Während der Polizeibeamte in seine Kleider schlüpfte, ging Sebastian Trenker in seinem Arbeitszimmer unruhig auf und ab. Die Madonna gestohlen! Nie hätte er es für möglich gehalten, daß solch ein Verbrechen in dem beschaulichen Bergdorf vorkommen könne – und doch war es geschehen.
Er unterbrach seine ruhelose Wanderung und schaute nachdenklich zu Boden. Dabei fiel sein Blick auf die Wanderschuhe, die er immer noch trug. Kopfschüttelnd setzte er sich und zog sie aus. Die Bergtour, die er für den heutigen Morgen geplant hatte, konnte er getrost vergessen. Daraus würde nun nichts mehr werden.
Schade! Pfarrer Trenker war ein begeisterter Bergwanderer und Kletterer. Niemand, der den Geistlichen nicht kannte, hätte geglaubt, daß dieser sportliche, braungebrannte Endvierziger Pfarrer ist. Auf den ersten Blick machte er den Eindruck eines agilen, durchtrainierten Touristen, und doch war es so. Eine unerklärliche Liebe zu den gewaltigen, schroffen und majestätischen Bergen trieb Sebastian Trenker immer wieder in schwindelnde Höhen. Dort oben, wo der Himmel zum Greifen nahe schien, dort war er seinem Herrgott noch näher, konnte er stumme Zwiesprache mit seinem Schöpfer halten. Und dort sammelte er neue Kraft für seinen schweren, aufopferungsvollen Beruf.
Pfarrer Trenker war der gute Hirte seiner Gemeinde, der für jeden und alles ein offenes Ohr hatte. Er wußte Rat und Hilfe in verzwickten, oft ausweglosen Lebenslagen. Er liebte seine Gemeinde, und seine Gemeinde liebte ihn.
Die Liebe zu den Bergen teilte er mit seinem Namensvetter, dem berühmten Bergsteiger, Schauspieler und Regisseur, Luis Trenker, und manchmal neckte ihn der eine oder andere Freund liebevoll mit diesem Vergleich, den Sebastian mit einem Schmunzeln abtat.
Wer nicht über seine Liebe zu den Bergen schmunzelte, war Sophie Tappert, Sebastians Haushälterin und Perle im Pfarrhaus.
Sie war eine herzensgute Frau, die in ständiger Sorge um ›ihren‹ Pfarrer lebte. Sie verstand er nicht nur Ordnung und Sauberkeit zu halten – ihre geradezu himmlischen Kochkünste verlockten dazu, mehr zu essen, als es der Linie guttat. Und würde Pfarrer Trenker sich nicht so viel sportlich betätigen und lieber in der gemütlichen Wohnstube des Pfarrhauses sitzen – er würde sich wohl alle paar Wochen eine neue Soutane zulegen müssen.

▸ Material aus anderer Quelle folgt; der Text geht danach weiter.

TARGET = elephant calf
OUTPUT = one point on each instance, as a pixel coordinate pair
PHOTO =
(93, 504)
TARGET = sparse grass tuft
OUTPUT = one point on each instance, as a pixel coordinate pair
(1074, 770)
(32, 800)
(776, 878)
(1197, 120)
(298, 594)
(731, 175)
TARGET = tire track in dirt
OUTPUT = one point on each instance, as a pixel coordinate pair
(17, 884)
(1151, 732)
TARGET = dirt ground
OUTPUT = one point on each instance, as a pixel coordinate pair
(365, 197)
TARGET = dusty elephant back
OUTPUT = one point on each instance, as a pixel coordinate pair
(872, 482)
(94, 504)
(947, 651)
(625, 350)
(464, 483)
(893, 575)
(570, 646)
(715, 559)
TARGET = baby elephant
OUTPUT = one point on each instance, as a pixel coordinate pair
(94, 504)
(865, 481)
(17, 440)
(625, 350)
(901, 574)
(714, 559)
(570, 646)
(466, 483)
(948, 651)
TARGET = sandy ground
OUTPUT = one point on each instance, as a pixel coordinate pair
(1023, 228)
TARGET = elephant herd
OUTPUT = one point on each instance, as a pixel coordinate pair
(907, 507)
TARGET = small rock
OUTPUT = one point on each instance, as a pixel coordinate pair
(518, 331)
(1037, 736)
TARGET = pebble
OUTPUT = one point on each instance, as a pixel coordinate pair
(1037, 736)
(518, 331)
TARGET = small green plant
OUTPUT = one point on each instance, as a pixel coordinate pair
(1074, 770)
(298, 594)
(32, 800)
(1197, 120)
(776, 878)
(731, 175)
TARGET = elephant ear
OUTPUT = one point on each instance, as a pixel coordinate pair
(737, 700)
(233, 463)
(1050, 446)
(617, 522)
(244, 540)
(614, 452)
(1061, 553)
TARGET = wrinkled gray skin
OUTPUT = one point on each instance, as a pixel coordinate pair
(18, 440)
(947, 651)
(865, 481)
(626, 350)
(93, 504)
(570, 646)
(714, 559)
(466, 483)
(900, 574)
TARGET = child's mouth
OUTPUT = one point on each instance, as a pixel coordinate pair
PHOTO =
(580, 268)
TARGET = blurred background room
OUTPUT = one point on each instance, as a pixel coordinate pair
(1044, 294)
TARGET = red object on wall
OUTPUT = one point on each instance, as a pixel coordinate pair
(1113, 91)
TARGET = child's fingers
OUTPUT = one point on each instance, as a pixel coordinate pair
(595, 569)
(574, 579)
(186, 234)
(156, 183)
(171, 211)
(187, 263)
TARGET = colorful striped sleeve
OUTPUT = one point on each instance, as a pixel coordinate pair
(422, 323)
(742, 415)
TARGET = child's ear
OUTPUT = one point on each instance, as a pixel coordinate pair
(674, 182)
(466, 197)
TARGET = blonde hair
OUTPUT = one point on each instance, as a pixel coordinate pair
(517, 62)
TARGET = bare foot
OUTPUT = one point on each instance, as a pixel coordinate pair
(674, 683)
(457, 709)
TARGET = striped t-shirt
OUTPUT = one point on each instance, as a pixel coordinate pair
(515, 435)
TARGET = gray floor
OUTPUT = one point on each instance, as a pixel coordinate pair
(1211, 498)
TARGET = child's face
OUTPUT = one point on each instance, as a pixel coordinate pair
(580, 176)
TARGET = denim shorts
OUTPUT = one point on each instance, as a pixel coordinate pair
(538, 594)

Und es gab noch einen, der von Frau Tapperts Kochkünsten provitierte – Sebastians Bruder, Max, oft und gerngesehener Gast in der Pfarrhausküche, wo er sich immer wieder gerne zum Essen einlud. Was man ihm aber net unbedingt ansah. Max war rank und schlank, und das gefiel so manchem Madel… – da half es auch nichts, daß sein Bruder so manches Mal warnend den Finger hob.
*
Mit untrüglichem Gespür dafür, daß etwas Schlimmes geschehen war, wachte Sophie Tappert auf. Zwar konnte sie nicht verstehen, was der Herr Pfarrer sagte, aber, daß er aufgeregt telefonierte, war nicht zu überhören. Die Haushälterin schaute auf die Uhr. Nicht einmal halb fünf – wenn der Pfarrer so früh noch im Haus war, dann stimmte etwas nicht. Normalerweise war er schon unterwegs in die Berge – sehr zum Leidwesen seiner Perle, die ihm mehr als einmal prophezeite, er würde dort oben verhungern, oder erfrieren oder noch Schlimmeres.